Perineal Hernia in Dogs

A perineal hernia in dogs can be a life-threatening condition if left untreated. Not only does this condition cause a great deal of pain for the dog, but neglecting to seek treatment can cause digestive problems as well as infection to develop. In order for dog owners to seek treatment for perineal hernia in dogs, it is imperative to recognize the signs and symptoms.

Perineal Hernias Explained

The anal region of a dog is known as the perineum. Within the abdomen and pelvic cavities are structural linings that provide support and hold organs (intestines, rectum, prostate, bladder) in place. When these organs are able to protrude against that lining, or if the pelvic diaphragm becomes structurally lax, a perineal hernia develops.

Risk Factors for Dog Hernias

Recent studies have shown that there does appear to be a genetic predisposition to perineal hernias. Breeds such as the Boxer, Boston Terrier, Collie, Pekingese and Dachshund are more likely to develop the condition versus other breeds.

Perineal hernias are also much more common in dogs than in cats, and typically more common in male dogs than female dogs. In general, perineal hernias are much more likely to occur in older dogs because of the natural deconditioning of supportive muscles during the aging process.

Signs and Symptoms of Dog Hernias

The signs of a perineal hernia in dogs are typically very recognizable. A perineal hernia will appear as a well-rounded lump in the pelvic, abdominal, or rectal area. It will be soft and actually feel somewhat squishy to the touch. The key here is to realize that without medical treatment, the hernia will not reduce in size. In fact, it will continuously get larger and cause more pain.

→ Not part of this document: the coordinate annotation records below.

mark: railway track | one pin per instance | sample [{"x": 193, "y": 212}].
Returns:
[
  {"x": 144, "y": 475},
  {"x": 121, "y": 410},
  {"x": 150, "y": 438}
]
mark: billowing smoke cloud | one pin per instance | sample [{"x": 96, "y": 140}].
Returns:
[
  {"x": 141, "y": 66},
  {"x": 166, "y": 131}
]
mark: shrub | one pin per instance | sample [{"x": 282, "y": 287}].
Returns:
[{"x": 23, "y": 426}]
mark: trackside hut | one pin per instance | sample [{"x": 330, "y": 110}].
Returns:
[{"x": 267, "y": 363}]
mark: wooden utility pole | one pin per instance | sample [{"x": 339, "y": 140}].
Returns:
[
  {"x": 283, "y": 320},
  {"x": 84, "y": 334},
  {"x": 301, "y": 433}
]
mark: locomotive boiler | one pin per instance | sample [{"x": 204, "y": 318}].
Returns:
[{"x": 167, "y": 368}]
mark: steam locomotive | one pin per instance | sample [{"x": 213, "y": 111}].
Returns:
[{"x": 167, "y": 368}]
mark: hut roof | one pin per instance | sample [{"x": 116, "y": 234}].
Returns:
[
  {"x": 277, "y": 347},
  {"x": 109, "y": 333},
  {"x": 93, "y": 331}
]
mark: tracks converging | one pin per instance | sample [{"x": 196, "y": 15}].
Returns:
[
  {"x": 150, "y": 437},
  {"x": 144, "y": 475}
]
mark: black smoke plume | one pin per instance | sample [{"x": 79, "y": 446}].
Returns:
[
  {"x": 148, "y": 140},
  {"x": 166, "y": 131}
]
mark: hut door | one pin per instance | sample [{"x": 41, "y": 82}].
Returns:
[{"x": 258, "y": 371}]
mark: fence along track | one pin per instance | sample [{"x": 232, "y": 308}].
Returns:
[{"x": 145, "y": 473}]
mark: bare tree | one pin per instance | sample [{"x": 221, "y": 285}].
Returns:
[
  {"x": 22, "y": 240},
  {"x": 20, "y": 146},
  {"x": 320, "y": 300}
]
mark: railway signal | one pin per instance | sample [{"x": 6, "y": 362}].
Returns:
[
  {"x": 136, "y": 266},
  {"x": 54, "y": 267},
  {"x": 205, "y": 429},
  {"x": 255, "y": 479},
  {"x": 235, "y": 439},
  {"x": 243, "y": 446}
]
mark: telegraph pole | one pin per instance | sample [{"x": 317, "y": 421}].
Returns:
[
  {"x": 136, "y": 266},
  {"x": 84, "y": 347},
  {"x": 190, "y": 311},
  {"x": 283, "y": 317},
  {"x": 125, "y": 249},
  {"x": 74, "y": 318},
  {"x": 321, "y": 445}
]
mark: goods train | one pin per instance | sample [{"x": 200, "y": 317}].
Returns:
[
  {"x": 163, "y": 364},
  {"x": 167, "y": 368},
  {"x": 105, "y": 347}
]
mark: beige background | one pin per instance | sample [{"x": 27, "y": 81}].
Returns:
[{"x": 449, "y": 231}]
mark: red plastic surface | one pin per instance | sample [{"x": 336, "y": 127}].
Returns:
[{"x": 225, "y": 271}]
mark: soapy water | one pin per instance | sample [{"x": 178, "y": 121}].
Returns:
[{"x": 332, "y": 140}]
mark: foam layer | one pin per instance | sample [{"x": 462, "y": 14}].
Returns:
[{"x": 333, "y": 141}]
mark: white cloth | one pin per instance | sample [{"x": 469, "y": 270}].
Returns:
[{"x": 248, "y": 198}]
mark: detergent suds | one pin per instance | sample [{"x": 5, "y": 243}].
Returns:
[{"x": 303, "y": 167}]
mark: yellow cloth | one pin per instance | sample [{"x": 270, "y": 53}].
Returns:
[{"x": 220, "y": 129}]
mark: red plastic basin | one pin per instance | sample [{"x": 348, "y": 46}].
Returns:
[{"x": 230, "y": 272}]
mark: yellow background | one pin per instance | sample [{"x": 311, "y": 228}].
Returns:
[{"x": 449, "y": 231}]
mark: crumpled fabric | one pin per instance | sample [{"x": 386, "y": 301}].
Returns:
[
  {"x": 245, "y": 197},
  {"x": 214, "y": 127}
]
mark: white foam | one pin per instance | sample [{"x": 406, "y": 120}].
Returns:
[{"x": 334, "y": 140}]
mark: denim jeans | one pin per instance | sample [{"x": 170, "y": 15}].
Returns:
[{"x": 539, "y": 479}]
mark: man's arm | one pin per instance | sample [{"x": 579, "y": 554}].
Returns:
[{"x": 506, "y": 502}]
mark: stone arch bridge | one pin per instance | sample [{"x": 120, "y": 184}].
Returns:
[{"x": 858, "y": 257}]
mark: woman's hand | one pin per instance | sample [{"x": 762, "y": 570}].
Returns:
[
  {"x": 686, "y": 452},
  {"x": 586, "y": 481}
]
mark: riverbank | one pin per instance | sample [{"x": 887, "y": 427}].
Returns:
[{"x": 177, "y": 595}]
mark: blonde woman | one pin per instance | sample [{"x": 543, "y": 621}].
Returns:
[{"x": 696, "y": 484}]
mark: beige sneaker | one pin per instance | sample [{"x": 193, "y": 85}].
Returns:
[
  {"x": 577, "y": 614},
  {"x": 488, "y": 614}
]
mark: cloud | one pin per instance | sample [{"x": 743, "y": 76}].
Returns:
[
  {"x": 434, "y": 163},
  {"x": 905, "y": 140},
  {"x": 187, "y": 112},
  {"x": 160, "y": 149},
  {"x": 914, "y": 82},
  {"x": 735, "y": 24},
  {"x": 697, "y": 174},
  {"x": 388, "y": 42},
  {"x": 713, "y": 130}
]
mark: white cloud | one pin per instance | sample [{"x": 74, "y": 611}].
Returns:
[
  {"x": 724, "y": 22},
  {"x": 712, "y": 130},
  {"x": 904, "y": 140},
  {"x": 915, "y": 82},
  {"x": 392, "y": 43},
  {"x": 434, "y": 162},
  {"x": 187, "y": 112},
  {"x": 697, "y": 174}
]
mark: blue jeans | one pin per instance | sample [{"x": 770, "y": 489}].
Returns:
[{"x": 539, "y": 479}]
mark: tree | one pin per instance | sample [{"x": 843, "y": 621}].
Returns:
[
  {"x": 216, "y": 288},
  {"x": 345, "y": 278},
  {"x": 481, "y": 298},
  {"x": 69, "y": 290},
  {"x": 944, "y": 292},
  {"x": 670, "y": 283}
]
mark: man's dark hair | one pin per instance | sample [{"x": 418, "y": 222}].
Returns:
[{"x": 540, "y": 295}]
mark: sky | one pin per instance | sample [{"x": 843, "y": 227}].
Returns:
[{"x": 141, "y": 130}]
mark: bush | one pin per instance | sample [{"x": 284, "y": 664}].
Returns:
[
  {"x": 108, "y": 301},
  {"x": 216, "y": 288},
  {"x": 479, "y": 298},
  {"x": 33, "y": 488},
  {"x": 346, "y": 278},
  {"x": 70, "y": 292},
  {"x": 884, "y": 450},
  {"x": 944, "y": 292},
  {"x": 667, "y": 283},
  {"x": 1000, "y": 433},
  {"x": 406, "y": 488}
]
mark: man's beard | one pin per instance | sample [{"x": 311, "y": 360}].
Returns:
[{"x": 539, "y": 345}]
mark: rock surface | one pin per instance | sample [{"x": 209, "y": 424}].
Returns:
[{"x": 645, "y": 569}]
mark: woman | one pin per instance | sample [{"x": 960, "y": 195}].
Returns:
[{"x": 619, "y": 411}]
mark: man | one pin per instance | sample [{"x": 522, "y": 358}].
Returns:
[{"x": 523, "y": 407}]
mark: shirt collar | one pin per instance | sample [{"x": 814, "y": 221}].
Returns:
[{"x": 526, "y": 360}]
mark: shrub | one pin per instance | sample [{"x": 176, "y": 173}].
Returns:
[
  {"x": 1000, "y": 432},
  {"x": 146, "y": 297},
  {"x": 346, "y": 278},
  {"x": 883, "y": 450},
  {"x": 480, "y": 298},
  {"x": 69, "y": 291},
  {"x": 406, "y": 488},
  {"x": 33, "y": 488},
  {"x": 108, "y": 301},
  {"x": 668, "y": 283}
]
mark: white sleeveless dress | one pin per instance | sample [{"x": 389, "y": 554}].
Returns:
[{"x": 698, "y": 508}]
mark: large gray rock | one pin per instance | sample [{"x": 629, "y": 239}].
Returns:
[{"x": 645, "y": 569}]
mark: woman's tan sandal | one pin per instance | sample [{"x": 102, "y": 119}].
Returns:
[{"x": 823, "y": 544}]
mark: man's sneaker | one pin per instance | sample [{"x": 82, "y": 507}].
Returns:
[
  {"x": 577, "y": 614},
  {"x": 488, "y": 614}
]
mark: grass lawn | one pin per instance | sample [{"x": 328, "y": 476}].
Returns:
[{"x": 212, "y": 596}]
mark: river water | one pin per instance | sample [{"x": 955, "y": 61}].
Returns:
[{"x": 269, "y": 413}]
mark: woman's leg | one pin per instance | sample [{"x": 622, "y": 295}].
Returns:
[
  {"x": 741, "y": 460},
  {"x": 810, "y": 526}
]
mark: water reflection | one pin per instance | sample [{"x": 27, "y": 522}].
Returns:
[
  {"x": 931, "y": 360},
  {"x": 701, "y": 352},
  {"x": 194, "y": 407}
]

Aside from the appearance of the perineal hernia, dog owners may also notice any of these symptoms:

  • Lethargy and generalized weakness
  • Lack of desire to participate in normal activities
  • Physical appearance of pain
  • Lack of appetite
  • Constipation or difficulty urinating
  • Swelling of the anus

Diagnosis and Identification

The diagnosis of a perineal hernia in dogs is often suspected by looking at the affected area. However, because there can be several underlying causes for this development, it is important that diagnostic testing be performed to ensure that the exact cause can be identified.

The first method of testing is usually an abdominal or rectal x-ray. This will show the veterinarian the precise location of the hernia, as well as how invasive the condition is. An ultrasound may also be used to help determine the specific cause of the perineal hernia. This method allows for a more in-depth examination of the area.

Treating the Condition

Surgery is usually the best way to correct perineal hernias in dogs. If the hernia does not appear to be severe, however, less invasive methods of treatment may be tried first. Stool softeners and laxatives may be given to help reduce the need to strain during urination and defecation.

In general, perineal hernias are not treated as medical emergencies, meaning that surgery may be safely scheduled within a week or so from the date of diagnosis. However, depending on which of the surrounding abdominal structures are involved, it could be identified as a medical emergency.